Our pup spent the night in her crate from day 1, put her to bed at 11pm and up again at 5.30-6 (OH has to be at work for 7 so is the first one up) and she was great, cried for 5 minutes the first night at about 4am but settled quickly, she didn't wee in her crate at all. She loved her crate. OH's step sister was still up with her puppy during the night 8 months in because every time it cried she went in and fussed it, whereas ours has always been put to bed in the kitchen and not fussed. 

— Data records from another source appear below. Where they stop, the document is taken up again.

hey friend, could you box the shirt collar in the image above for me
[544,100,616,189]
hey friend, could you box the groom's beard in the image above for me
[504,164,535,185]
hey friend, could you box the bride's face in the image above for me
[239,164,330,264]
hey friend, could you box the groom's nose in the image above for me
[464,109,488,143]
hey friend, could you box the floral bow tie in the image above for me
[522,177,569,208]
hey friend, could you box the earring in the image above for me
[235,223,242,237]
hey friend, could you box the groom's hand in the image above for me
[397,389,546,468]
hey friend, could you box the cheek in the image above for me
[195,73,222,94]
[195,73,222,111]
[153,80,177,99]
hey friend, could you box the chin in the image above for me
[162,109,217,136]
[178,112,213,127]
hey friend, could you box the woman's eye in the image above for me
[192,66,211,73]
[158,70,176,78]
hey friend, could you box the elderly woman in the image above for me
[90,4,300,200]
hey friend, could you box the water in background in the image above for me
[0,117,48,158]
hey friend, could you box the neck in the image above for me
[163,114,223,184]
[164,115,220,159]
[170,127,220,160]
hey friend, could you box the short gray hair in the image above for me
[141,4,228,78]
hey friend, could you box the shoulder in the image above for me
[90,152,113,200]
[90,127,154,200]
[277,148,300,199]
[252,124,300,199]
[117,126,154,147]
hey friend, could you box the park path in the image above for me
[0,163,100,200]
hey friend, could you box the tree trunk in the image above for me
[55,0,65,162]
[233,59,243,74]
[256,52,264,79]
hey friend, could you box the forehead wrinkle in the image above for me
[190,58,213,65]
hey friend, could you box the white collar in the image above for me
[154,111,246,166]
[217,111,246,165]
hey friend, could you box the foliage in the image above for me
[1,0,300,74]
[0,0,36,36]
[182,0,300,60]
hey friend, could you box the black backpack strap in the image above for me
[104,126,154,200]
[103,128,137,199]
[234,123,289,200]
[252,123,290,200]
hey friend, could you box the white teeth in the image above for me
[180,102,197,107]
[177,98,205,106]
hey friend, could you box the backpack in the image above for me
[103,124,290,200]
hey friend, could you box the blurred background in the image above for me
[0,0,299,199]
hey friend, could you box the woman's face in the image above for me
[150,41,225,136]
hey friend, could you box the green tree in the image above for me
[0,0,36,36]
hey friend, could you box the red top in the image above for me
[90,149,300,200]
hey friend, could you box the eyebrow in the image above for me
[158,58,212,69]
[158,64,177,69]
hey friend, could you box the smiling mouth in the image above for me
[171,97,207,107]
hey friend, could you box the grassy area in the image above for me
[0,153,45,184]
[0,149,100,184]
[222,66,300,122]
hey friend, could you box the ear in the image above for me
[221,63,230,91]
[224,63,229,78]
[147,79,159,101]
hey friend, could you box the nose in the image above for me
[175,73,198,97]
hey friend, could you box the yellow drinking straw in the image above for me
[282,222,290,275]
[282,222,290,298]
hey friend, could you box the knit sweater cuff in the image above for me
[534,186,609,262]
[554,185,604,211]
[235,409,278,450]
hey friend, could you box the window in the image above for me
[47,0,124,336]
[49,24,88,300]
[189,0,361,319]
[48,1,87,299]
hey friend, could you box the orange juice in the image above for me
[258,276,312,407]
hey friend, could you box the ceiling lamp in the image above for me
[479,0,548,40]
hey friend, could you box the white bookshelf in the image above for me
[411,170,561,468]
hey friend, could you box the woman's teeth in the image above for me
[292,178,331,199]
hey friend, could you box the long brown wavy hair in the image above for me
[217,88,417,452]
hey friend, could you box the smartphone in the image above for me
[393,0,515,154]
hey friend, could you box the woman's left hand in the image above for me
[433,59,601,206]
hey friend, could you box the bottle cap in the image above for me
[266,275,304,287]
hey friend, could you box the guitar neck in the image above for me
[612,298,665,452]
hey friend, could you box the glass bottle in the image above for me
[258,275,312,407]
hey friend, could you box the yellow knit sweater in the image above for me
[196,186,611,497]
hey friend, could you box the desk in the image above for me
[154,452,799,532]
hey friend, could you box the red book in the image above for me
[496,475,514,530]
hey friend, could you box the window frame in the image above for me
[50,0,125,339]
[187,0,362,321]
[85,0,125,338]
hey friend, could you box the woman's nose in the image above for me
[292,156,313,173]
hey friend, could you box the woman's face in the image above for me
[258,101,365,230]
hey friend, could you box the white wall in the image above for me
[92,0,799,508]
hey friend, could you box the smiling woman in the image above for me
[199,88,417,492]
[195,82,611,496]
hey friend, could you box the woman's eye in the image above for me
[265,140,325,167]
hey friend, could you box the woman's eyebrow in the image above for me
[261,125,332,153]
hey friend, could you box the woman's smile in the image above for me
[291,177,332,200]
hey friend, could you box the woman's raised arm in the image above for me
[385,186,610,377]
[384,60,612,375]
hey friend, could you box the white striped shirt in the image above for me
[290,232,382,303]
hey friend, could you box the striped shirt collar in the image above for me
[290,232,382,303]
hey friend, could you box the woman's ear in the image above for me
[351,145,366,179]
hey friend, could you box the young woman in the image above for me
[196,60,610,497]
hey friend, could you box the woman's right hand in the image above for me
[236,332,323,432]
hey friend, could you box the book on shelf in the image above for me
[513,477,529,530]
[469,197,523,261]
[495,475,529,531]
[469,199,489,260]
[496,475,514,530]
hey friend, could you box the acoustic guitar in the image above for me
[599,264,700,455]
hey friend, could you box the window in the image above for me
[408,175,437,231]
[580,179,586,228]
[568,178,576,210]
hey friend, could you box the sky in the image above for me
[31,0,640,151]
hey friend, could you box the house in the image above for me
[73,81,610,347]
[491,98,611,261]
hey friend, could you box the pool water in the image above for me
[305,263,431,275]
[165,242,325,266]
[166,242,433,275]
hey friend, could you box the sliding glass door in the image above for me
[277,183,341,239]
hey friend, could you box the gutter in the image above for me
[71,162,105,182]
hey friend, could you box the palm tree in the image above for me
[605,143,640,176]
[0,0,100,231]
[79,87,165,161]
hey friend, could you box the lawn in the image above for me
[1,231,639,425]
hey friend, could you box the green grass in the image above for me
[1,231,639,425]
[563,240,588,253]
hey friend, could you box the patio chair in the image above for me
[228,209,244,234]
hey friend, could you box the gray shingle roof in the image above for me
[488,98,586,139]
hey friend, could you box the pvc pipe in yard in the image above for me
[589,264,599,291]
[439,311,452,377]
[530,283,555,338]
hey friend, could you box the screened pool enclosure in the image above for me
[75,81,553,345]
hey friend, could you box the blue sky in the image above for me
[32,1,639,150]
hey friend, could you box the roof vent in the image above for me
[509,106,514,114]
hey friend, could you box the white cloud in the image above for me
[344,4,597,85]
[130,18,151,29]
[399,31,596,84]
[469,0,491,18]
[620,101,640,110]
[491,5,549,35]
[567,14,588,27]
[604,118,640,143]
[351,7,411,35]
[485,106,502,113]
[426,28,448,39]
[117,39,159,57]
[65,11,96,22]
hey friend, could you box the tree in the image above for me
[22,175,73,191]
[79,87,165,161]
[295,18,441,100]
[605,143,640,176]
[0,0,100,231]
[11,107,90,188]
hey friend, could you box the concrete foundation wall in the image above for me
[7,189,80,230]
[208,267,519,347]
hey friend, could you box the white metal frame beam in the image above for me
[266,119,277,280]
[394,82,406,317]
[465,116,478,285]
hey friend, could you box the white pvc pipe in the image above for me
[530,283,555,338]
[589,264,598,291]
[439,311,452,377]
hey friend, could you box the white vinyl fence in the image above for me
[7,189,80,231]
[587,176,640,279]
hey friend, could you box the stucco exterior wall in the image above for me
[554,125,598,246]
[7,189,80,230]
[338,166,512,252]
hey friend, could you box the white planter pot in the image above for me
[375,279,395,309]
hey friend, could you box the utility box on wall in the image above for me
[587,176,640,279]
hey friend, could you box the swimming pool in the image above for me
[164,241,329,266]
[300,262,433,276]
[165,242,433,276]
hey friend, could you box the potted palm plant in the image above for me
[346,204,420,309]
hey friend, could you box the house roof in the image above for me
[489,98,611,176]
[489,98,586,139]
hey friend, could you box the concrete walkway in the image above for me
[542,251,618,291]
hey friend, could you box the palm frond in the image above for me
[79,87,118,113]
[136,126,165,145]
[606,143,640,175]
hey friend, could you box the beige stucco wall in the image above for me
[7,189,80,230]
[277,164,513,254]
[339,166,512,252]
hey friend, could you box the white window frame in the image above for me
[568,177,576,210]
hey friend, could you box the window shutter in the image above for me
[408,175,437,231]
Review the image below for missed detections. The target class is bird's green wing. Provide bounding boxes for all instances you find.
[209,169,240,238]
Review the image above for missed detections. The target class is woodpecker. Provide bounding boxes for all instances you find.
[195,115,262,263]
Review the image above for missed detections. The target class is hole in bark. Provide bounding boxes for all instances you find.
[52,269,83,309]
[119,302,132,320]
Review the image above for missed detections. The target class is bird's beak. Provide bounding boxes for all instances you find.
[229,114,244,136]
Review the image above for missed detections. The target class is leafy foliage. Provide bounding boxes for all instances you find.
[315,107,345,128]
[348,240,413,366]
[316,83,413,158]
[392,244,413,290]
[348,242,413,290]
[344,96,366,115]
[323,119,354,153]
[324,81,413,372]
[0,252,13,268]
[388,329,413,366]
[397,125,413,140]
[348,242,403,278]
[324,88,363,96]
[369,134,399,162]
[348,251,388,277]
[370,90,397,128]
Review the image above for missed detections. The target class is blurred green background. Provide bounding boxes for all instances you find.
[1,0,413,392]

Never went to sleep in the bedroom although our house is upside down so just across the hall from the kitchen so we can hear her if needs be.


----------



## CAYLA (9 September 2012)

I am not a softie as such ands all pups that come in here (alot) remain in their crates downstairs, however I understand due to varied circumstance not everyone can do this (if you have paper thin walls) and are worried about neighbours complaining then upstairs for a week is no huge deal (along as) the crate you use has the same bed/is completely covered and the feeding rrotuine is exactly the same when the crate goes down stairs on day 5 or 7, in effect the puppy does not know what room it's been left in as it blacked out, just as it was upstairs.
As suggested vet bed/and extra blanket to snuggle and teddy bear equal to pups size (no treats left for bed) but definately dueing the day when time is spent in the crate as positive association.
A huge mistake for example would be to allow a pup to have the freedom of the whole bedroom or on your bed then because it wakes and wees on the floor each night you think "it will have to go downstairs now" and downstairs then looks nothing like upstairs either using a crate or leaving the pup in the kitchen (it's to much and the pup will kick u a fuss).
It's the familiarity and routine that is important, so covered crate upstairs versus covered crate down is no difference to a puppy.

It's important to get the puppy in the crate during the day on it's first day home let alone just bed time. you need to spend the day feeding and tiring pup out and frequently placing it in the place with a positive (kong) chewy bar each time it goes in and cover it and encourage quiet time throughtout day one, this already gets pup accustomed for bed time.
Also travelling the pup home in a crate/large cat carrier again is a good start.
The large cat carrier could actually be used for upstairs bed time for the first week if you choose, saves you humping the crate up stairs and you can use the cat carRier for all car journeys. Aslong as you cover them both its basically the same thing.
So, it's up to you!
Also I prefer to randomly let pups to the toilet in the first few weeks rather than listen for a cry (each to their own) someone times as booboos suggests it can make the pup belive cry= (out of crate. So I get up and plonk pup on lawn and asoon as motions are passed straight back to crate (cover over) and back to bed.
Vet bed as suggested is good for early stage accident s over night, easy to wash and replace with a new sheet.
I would also say I recommend the last meal cut off is 6pm as I actusally dont lime late feeding for the simple reason the puppy then needs to pass all that food and so = alot more toileting over night, and is not great in the toilet training stages.


----------



## springtime13 (9 September 2012)

Our new (ish) puppy who is now 4 months old, still sleeps in her crate by our bed. She is a very useful alarm clock as she likes to be fed at 7am on the dot  . The rest of the time she alongside the others, is not allowed upstairs at all. We've never bothered with a crate downstairs, dogs have kitchen, dining room and dog flap. She house trained very easily using this method and only woke us up a couple of times to go outside in the night. I think she'll soon want to sleep downstairs with the older dogs. I personally wouldn't  leave a pup downstairs all alone, maybe out of a crate and snuggled with  another dog.


----------



## Booboos (9 September 2012)

One other thought: in general crate trained dogs find it very easy to settle when their crate is placed in another room/house, so you may find that it's not that much of a problem to change the room the puppy sleeps in later on as long as she is confident in her crate.


----------



## Toast (9 September 2012)

Wonderful, Thankyou for everyone's advice


----------